Les initiatives démocratiques soutenues par les États occidentaux sont souvent compensées par leurs engagements quotidiens avec des partenaires autoritaires, des accords commerciaux aux programmes de sécurité conjoints.
Alors que les États-Unis ont suspendu leur aide militaire au Mali en 2020, en raison du coup d’État de cette année-là, ils continuent de fournir une aide au développement et une assistance humanitaire qui se sont élevées à 223 millions de dollars au cours de l’exercice 2021. Sans utiliser l’APD comme levier pour améliorer la gouvernance, il y a peu de chances que la démocratie se renforce car les gouvernements autoritaires n’ont aucune incitation ou intérêt à mieux gouverner.
En février 2023, le groupe Eurasia, un cabinet de conseil leader dans l’analyse des risques politiques, a sorti un projet appelé l’Atlas de l’impunité. Il a démontré une forte corrélation positive entre l’impunité globale et la gouvernance irresponsable, l’exploitation économique et les violations des droits de l’homme. Les gouvernements de plusieurs pays au Sahel ont obtenu des notes élevées sur la mesure du degré auquel ils sont immunisés contre les répercussions de leurs actions.
Visiblement, leur intérêt n’est pas de faire ce qui est le mieux pour leur peuple et leur pays. Leur principal objectif est de s’accrocher au pouvoir. Parce que pour certains dirigeants, le pouvoir est plus important que la paix. Ils ne seront pas impressionnés par les efforts des pays donateurs visant à les amener à mieux gouverner.
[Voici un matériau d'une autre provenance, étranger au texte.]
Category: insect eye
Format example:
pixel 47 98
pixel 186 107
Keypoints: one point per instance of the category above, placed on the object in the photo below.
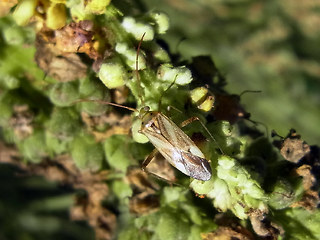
pixel 146 108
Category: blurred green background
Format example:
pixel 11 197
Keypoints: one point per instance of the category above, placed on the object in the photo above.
pixel 272 46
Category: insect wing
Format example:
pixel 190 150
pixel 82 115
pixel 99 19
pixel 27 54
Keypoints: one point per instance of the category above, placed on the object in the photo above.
pixel 176 147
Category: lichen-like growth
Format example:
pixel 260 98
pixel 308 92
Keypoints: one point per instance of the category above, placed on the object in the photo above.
pixel 48 114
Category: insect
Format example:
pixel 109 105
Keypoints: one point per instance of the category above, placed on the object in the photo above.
pixel 172 143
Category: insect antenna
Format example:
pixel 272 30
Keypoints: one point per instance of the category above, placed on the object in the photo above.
pixel 160 99
pixel 107 103
pixel 137 71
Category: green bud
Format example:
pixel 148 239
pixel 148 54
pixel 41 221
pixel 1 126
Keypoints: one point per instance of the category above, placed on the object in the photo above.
pixel 10 81
pixel 14 35
pixel 34 147
pixel 160 54
pixel 161 20
pixel 121 189
pixel 24 11
pixel 138 137
pixel 282 195
pixel 77 10
pixel 56 16
pixel 96 6
pixel 87 153
pixel 181 75
pixel 138 29
pixel 207 104
pixel 117 155
pixel 130 56
pixel 112 74
pixel 64 94
pixel 64 123
pixel 198 94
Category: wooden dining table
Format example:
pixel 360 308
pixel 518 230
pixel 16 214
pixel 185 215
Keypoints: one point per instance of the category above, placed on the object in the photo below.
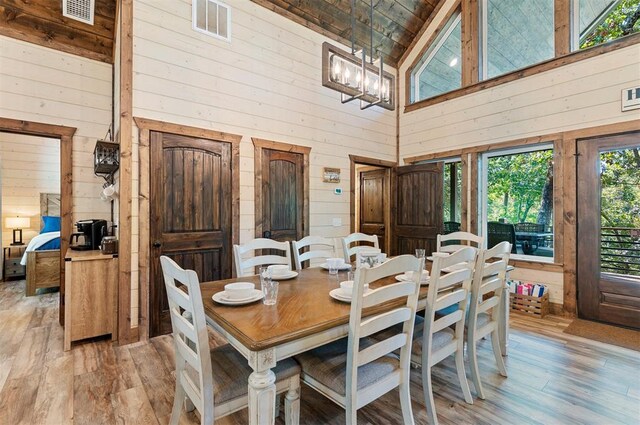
pixel 304 317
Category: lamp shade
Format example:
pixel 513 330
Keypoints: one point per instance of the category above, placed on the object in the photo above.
pixel 17 222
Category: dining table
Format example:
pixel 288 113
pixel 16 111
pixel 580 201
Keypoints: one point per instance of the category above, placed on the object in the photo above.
pixel 304 317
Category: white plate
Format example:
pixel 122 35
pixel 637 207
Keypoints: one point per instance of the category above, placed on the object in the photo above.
pixel 285 276
pixel 337 294
pixel 221 298
pixel 403 278
pixel 345 266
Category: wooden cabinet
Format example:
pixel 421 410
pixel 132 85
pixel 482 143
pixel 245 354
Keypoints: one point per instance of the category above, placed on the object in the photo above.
pixel 13 268
pixel 91 289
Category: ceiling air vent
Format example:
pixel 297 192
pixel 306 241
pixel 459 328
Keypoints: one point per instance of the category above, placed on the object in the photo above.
pixel 80 10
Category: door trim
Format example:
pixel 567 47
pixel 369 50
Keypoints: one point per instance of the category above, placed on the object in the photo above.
pixel 146 126
pixel 362 160
pixel 65 135
pixel 258 146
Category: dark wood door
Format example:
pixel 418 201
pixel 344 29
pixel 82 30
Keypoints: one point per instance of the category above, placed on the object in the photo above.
pixel 608 267
pixel 417 211
pixel 283 195
pixel 373 203
pixel 190 212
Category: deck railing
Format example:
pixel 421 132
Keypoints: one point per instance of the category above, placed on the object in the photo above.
pixel 620 250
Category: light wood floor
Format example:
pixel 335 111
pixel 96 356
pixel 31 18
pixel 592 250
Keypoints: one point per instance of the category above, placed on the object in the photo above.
pixel 554 378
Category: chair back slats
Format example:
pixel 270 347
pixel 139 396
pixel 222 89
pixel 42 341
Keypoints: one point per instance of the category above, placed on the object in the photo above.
pixel 458 238
pixel 446 321
pixel 454 278
pixel 383 321
pixel 488 304
pixel 349 251
pixel 381 348
pixel 190 335
pixel 392 316
pixel 319 247
pixel 491 284
pixel 246 260
pixel 187 353
pixel 182 326
pixel 388 293
pixel 448 299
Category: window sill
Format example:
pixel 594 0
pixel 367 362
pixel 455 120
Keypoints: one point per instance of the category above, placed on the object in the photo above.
pixel 525 72
pixel 540 263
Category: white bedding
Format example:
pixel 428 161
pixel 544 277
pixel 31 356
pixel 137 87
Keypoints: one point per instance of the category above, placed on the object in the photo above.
pixel 37 242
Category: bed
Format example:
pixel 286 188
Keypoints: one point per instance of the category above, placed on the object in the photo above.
pixel 42 258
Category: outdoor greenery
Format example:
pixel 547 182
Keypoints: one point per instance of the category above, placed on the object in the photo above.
pixel 516 185
pixel 452 212
pixel 620 211
pixel 623 20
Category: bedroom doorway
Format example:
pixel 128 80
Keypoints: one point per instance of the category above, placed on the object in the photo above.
pixel 18 166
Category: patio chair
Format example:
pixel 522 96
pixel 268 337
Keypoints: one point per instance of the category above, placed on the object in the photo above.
pixel 450 227
pixel 213 381
pixel 501 232
pixel 246 259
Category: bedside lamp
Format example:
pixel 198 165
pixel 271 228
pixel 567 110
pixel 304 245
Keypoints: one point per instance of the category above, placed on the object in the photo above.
pixel 17 224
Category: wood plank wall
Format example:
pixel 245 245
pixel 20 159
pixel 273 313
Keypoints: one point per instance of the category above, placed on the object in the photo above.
pixel 263 84
pixel 576 96
pixel 48 86
pixel 30 165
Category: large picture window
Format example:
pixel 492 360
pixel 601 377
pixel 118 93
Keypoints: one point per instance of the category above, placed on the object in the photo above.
pixel 516 34
pixel 600 21
pixel 439 69
pixel 517 199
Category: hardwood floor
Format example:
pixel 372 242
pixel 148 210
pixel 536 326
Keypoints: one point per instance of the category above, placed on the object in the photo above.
pixel 554 378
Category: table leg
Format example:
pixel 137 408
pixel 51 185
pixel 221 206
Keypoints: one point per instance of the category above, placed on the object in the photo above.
pixel 262 388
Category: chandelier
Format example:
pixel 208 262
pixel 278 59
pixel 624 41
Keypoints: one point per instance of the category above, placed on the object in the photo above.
pixel 355 77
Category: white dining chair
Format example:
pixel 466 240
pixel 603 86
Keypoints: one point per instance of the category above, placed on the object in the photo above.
pixel 438 340
pixel 461 239
pixel 213 381
pixel 353 372
pixel 318 248
pixel 246 260
pixel 484 311
pixel 348 250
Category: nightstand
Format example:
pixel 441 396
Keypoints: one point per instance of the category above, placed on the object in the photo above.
pixel 12 268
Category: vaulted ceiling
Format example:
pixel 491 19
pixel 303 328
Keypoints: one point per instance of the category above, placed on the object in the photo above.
pixel 395 22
Le type de diplomatie coercitive qui pourrait avoir une chance d’y parvenir est quelque chose que les pays donateurs ne veulent pas essayer. Et on fera valoir qu’il est nécessaire d’accepter un gouvernement non démocratique pour faire face à une menace critique.
On se souvient que la principale justification offerte par Oussama ben Laden pour les attentats du 11 septembre était le stationnement de troupes américaines en Arabie saoudite pour protéger une monarchie corrompue. La possibilité d’une attaque terroriste contre les Etats-Unis en provenance du Sahel semble lointaine. Mais renouveler l’aide et la formation militaires d’un gouvernement qui n’attache du prix au bien-être de ses populations pourrait inspirer une version sahélienne de Ben Laden. Et ce serait une façon de perdre une guerre impossible à gagner.